Impact on Layer 2 Ecosystems
The upgrade dramatically reduces costs for Layer 2 rollup networks including Arbitrum, Optimism, Base, and zkSync, which use Ethereum's base layer for data availability. Transaction fees on these networks are expected to fall to fractions of a cent, making Ethereum-based applications competitive with traditional payment processors for everyday transactions.
Coinbase's Base network reported processing 2.3 million transactions in the first hour following the upgrade activation, with average fees of $0.0003 per transaction — comparable to Visa's processing costs at scale.
DeFi and NFT Renaissance
Total value locked in Ethereum DeFi protocols surged 34% in the 24 hours following the upgrade, reaching $89 billion.

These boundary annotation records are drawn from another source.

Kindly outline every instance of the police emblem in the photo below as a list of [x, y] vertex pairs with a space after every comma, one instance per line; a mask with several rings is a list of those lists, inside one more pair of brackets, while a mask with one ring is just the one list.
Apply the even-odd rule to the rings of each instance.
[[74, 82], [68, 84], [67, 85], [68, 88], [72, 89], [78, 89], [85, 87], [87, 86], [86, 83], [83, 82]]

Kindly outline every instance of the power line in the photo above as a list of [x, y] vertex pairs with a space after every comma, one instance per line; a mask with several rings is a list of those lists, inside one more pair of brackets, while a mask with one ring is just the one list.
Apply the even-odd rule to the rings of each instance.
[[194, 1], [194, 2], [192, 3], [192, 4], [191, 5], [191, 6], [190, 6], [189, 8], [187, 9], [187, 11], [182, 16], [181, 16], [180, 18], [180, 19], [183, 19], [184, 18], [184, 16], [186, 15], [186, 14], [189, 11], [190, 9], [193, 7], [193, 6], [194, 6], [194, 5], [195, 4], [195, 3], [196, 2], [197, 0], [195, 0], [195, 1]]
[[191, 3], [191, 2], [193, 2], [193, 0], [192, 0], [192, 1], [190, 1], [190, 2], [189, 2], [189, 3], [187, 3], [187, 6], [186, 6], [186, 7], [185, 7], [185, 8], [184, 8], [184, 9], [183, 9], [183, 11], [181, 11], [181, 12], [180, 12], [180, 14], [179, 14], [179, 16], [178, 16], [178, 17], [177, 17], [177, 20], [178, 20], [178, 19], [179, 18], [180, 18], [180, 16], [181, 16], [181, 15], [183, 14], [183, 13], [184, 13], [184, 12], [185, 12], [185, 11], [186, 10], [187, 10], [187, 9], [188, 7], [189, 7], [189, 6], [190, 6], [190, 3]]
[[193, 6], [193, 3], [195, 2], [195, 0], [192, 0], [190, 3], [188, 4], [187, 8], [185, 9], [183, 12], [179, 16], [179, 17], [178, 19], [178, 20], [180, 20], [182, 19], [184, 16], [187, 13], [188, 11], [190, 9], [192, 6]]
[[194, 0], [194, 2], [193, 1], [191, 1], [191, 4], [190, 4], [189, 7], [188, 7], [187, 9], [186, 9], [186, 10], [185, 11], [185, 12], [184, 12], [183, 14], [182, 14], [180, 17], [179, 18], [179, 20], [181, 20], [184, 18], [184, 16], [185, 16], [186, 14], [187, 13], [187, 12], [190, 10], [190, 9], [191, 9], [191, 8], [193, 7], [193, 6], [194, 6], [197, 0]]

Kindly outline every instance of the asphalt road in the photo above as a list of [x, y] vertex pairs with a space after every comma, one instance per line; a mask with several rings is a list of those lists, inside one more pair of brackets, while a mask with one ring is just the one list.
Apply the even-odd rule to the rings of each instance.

NFT trading volumes on OpenSea and Blur also spiked, with analysts attributing the activity to previously cost-prohibitive micro-transactions now becoming economically viable.
ETH Price Response
Ether (ETH) rose 22% to $6,840 in the hours following the successful upgrade activation, pushing Ethereum's market capitalization above $820 billion. Institutional investors including BlackRock and Fidelity, which operate spot Ethereum ETFs, reported record inflows of $1.2 billion on the day of the upgrade.